Me? I was trying to ignore the hubbub, slink into my chair, and tell my fascinating Lavinia Nixon anecdote...to the barmaid...she thought it was my sister...

5 comments:

Helen said...

I hate parents like that! We all did music as kids and were peiodially dragged up to 'Perform'

To this day it makes me shudder!

I will be using your "That weans a minger" line often in future! The bonus of nobody here understanding it! Ah, the possibilites...

Oh, and congrats on the award! Shiny!

Kath Lockett said...

Who gave you the award, Miles? The saxophonist? :)

Miles McClagan said...

I love the award, my first! It is shiny! I was luckily rubbish at music, it's a complete parent trap in hindsight. I should teach a course in Scottish slang - plooks are spots or acne, so "ye've got an awful plooky wee wean" is something no kid should have to hear...

I asked the saxxer a little later about Baker Street and said "Oh my Dad went to school with Gerry Rafferty" and she said "Who's Gerry Rafferty? That's a Foo Fighters song isn't it?"...damn kids...

Baino said...

An award winning post as usual!

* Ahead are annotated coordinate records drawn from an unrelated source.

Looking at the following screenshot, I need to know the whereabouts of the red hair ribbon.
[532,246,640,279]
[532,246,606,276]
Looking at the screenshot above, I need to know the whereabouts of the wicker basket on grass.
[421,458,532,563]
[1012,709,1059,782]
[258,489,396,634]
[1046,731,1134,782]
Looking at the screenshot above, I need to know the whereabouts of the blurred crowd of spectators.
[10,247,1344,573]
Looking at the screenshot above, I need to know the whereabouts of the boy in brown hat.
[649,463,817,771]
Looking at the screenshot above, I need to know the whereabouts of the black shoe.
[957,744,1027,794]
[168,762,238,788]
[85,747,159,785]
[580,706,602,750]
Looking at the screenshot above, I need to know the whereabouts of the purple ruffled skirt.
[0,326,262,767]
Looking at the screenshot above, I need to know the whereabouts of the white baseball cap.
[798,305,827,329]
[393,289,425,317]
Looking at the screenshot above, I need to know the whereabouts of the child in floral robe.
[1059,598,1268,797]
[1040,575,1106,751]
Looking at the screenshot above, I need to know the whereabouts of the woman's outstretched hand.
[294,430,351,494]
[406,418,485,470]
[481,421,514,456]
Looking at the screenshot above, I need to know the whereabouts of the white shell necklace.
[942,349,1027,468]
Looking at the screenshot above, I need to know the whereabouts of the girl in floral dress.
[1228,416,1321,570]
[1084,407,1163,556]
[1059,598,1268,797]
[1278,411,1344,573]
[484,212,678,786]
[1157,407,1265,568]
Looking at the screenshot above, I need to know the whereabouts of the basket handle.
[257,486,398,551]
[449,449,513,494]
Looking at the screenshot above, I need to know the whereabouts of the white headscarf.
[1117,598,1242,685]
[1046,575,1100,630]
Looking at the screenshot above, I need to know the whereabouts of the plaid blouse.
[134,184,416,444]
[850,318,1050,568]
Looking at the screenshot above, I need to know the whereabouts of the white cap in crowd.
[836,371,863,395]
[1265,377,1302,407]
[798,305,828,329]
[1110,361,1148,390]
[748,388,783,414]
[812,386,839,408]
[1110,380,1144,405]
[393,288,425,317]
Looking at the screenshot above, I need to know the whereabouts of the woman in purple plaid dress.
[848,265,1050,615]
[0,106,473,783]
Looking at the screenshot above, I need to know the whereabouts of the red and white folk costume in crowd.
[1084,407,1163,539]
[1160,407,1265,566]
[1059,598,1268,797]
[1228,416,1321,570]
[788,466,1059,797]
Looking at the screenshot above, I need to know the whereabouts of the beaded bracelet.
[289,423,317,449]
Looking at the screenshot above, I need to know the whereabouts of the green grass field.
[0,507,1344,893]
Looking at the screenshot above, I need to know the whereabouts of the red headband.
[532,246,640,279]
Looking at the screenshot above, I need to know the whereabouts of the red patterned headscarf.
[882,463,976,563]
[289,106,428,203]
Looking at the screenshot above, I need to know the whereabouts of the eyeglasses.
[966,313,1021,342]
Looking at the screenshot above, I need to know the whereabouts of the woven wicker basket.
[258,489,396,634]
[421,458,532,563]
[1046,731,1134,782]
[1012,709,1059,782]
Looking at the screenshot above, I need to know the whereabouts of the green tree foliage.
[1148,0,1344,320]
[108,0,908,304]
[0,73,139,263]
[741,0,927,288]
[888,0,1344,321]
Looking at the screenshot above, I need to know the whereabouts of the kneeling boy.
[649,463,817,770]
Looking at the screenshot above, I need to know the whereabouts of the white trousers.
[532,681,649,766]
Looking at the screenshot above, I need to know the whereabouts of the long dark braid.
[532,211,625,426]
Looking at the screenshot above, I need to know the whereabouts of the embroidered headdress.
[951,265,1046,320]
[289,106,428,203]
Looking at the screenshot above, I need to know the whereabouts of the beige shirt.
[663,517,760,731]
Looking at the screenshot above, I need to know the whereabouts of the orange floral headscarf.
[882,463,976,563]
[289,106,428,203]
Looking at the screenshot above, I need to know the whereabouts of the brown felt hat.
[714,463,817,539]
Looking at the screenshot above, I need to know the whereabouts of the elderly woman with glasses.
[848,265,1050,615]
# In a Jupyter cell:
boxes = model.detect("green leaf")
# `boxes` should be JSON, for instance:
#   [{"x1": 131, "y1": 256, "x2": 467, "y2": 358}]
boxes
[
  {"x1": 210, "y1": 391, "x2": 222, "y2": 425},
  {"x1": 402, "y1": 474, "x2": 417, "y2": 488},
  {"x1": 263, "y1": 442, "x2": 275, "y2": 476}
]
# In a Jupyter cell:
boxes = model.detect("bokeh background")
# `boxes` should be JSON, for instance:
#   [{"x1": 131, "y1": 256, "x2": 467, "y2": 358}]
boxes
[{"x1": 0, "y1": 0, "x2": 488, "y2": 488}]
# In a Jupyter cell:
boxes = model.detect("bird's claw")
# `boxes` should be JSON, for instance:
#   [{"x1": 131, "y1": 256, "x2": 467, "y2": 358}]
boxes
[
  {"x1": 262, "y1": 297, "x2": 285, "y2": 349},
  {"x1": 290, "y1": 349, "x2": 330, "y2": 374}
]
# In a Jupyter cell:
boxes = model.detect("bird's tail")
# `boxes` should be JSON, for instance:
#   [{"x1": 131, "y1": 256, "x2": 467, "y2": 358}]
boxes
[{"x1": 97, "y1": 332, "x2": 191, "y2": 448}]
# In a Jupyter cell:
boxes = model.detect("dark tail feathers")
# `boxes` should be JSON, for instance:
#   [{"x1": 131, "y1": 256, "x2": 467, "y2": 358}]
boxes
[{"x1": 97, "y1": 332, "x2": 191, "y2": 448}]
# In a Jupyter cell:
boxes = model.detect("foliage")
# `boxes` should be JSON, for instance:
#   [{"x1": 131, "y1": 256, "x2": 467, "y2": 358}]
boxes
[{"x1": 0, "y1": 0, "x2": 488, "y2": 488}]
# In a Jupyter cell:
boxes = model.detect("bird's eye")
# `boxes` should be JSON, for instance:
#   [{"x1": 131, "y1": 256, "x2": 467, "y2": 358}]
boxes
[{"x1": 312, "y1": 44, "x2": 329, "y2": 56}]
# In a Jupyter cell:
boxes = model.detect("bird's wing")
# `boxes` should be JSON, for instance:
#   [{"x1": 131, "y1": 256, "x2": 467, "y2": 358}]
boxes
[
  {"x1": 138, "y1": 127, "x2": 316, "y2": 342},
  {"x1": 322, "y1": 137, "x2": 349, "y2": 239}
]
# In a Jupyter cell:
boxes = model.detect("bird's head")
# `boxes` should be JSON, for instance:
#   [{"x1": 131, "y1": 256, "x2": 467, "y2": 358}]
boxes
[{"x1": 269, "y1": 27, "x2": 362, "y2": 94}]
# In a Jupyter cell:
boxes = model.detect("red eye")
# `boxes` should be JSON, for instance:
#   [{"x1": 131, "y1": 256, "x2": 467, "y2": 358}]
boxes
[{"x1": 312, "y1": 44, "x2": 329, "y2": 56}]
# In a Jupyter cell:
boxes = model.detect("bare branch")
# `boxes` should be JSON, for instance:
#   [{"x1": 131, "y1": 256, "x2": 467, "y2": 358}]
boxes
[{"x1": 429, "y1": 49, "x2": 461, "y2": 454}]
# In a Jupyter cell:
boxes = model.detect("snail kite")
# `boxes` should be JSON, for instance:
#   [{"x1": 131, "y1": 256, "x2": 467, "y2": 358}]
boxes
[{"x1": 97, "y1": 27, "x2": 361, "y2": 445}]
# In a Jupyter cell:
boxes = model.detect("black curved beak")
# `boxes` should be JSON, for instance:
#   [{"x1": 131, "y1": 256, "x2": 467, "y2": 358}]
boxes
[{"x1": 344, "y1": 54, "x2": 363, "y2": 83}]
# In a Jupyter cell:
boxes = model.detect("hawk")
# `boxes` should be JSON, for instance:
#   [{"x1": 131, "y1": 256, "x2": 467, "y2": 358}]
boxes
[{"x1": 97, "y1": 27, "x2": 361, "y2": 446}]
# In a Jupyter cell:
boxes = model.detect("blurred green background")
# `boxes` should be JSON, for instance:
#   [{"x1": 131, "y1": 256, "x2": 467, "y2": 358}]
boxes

We do a 'turn' at Christmas only everyone has to have a go although it's usually embroiled in a drunken game of Kings and the person who gets the dare card forces some sort of performance out of some poor sap at the end of the table or forces them to wear a VB carton on their head with two eyes and a big smile cut out of it . . .jeysus Miles, I'm turning into you!

Miles McClagan said...

You should have kept going, that would have filled a blog post! It's easy to free yourself of paragraph structure once you start!